No, we've already seen that contrary to what you pretend, they could vote provided they weren't called to active duty. In other words, if you were called (or pressed) into active service, you lost your right to vote for the duration of that service despite retaining French citizenship.
Nope, If they were called or pressed into active service, they could vote provided they asked a leave (and get it) for the voting Sunday so they could freely go to the polling station where they were regularly registered, as it is explicitly stated in the organic law. The mean time of a leave, in peace time, is one week-end per week, so that isn't very hard to get the opportunity to go to vote. In war time, there is obviously less opportunities of leave. In 1916, one soldier in active service had a right of seven days of leave each four months, granted that his units wasn't doing an offensive, that is not much and not something that one would waste just for voting, but... wars stay the exception. Especially in your 1921 example.
I fail to understand how nominally allowing all men the right to vote but then having the right to register to vote be based on subjective criteria like property, taxation or "literacy" (US) is any different to nominally allowing all men the right to vote provided they meet certain property-owning criteria. (UK)

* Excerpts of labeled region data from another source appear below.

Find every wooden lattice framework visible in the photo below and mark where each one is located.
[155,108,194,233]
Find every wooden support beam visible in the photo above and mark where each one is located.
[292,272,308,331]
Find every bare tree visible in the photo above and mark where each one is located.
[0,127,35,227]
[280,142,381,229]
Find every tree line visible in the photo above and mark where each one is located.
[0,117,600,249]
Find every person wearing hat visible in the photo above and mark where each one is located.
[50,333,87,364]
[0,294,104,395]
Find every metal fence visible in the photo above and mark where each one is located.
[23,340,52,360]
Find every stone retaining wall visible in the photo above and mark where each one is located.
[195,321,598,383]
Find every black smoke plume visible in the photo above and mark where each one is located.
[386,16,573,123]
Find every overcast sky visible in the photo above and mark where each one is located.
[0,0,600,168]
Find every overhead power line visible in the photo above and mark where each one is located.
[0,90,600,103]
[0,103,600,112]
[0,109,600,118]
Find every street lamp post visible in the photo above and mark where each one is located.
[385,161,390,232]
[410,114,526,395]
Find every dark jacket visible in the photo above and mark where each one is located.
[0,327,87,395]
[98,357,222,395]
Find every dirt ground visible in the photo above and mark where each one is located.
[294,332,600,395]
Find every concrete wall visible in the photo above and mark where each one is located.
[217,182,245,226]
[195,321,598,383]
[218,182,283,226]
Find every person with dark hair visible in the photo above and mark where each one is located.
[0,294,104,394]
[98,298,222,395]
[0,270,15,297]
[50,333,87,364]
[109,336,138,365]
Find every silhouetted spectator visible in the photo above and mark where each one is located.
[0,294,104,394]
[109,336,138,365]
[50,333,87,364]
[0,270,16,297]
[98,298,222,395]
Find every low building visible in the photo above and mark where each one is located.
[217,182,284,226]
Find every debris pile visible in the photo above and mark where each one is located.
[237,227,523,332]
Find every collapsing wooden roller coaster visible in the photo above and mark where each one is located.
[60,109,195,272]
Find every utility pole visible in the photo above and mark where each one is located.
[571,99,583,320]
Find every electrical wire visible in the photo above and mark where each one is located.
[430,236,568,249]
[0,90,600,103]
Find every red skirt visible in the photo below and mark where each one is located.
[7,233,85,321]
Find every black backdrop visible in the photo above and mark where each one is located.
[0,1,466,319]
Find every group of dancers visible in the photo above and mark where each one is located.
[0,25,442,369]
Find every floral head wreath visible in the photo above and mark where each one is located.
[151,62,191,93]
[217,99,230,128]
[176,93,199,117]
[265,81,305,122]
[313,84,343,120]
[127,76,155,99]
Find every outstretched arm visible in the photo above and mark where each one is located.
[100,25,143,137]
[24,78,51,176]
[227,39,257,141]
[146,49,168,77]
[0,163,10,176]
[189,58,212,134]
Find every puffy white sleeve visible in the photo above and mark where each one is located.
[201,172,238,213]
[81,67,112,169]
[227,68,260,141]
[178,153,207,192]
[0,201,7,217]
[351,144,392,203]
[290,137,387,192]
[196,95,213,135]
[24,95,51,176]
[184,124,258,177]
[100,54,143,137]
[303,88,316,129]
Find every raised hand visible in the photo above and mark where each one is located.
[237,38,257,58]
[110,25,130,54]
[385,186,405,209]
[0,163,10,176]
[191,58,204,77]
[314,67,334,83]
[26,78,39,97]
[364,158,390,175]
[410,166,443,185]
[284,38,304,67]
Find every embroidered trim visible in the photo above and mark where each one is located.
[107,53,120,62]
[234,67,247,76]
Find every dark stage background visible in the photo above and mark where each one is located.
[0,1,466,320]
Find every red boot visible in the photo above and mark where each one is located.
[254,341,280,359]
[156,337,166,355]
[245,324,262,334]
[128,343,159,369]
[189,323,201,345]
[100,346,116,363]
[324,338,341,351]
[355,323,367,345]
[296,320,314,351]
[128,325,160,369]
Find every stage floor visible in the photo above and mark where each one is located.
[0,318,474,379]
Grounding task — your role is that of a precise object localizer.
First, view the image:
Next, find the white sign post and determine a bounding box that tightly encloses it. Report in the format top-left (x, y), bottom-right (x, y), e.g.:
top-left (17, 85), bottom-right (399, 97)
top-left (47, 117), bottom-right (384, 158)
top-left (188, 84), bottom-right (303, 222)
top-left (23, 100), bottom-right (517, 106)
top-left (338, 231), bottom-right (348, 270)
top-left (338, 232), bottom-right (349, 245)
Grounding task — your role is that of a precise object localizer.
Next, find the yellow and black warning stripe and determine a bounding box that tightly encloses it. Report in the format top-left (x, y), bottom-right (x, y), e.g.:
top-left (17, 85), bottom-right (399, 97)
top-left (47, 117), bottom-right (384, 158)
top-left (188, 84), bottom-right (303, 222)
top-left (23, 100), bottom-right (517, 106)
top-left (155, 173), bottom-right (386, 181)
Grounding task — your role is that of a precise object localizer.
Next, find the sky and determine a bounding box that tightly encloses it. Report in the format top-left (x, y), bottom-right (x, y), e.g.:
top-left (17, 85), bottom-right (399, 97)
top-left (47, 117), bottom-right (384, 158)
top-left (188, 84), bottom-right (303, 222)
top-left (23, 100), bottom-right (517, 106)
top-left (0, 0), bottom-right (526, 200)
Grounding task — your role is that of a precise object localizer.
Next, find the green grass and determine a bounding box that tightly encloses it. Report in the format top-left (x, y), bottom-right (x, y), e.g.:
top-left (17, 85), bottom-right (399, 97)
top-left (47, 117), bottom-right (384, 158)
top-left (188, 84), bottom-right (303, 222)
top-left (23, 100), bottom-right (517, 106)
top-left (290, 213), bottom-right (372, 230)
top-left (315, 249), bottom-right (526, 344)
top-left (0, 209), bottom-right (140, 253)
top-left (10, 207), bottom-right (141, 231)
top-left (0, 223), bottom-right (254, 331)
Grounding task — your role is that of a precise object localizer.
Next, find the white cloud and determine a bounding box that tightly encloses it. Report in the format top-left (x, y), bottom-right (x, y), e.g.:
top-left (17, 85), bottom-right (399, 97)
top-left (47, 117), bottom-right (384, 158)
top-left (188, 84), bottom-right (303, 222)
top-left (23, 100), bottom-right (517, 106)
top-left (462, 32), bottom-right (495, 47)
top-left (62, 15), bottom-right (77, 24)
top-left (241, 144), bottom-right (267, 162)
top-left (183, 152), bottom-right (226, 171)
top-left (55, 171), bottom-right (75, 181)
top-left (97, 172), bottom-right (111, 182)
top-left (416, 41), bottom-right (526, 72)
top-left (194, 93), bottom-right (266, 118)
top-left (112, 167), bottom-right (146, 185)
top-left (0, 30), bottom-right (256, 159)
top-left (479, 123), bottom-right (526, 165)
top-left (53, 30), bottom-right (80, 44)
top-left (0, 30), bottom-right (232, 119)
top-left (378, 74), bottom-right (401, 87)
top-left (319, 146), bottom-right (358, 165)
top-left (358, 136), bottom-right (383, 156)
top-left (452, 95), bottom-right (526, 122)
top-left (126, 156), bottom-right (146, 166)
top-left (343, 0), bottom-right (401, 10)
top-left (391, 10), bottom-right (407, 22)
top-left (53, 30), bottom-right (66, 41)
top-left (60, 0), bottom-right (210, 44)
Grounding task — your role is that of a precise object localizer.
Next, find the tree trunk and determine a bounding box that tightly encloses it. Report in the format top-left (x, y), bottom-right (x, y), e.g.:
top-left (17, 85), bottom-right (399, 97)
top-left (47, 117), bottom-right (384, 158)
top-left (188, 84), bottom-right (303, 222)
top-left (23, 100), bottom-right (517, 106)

At last! I asked you what were registration requirements and you -up to know- didn't cared to give them... So I consistently engaged the point that registration, in itself, isn't something that goes against universal suffrage... If the registration requirement explicitly and exclusively required property or taxation, it was a tax-based voting, and if it needed literacy, it was a capacity based voting.
Might you give me legal examples of such registration requirement please?
You have consistently failed to engage this point, except only by resorting to the empty sophistry of statements like: "well prisoners, minors and animals can't vote, so clearly no state has universal suffrage."
Funny to read that from someone who argued that there was no universal suffrage because movable goods were not allowed to vote

. What is the status of a non-human animal, mind you? Yes, a movable good (I've never stated that animals can't vote, as one animal,
homo sapiens, can vote in most representative regimes, granted it respect other criteria). The example of slaves is exactly the example of animals. If there is "empty sophistry", I fear it happened as soon as your first reaction.
In fact there is no sophistry, there is only an arbitrary -and quite irrational, IMHO- try, by you, to make objects "inside" and others "outside" what is considered good to be part of the people. Exactly what had been done, in previous times of representatives regimes. Exactly what we still do it now in our current representatives regimes.
Not understanding that citizenship is, by definition, a concept that include some and exclude others, is not understanding what is citizenship.
[by the way, Prisoners can vote in some states (like France, albeit a significant number of them are forbidden to vote in the United Kingdom as far as I know [the UK condemnation for that by the European Court of Human Rights is well know]).
Minor can't vote in all representatives regimes I've heard of.]
If "The people" can be defined to exclude those who actually live in the country, then it ceases to have meaning: At that point you might just as well claim that any absolute monarchy was a democracy, they just had a very limited definition of "The Peoplle".
Then "universal suffrage" according to your definition (I disagree with) didn't exist, never existed, and will probably not exist for the next thousand years at last, if not never.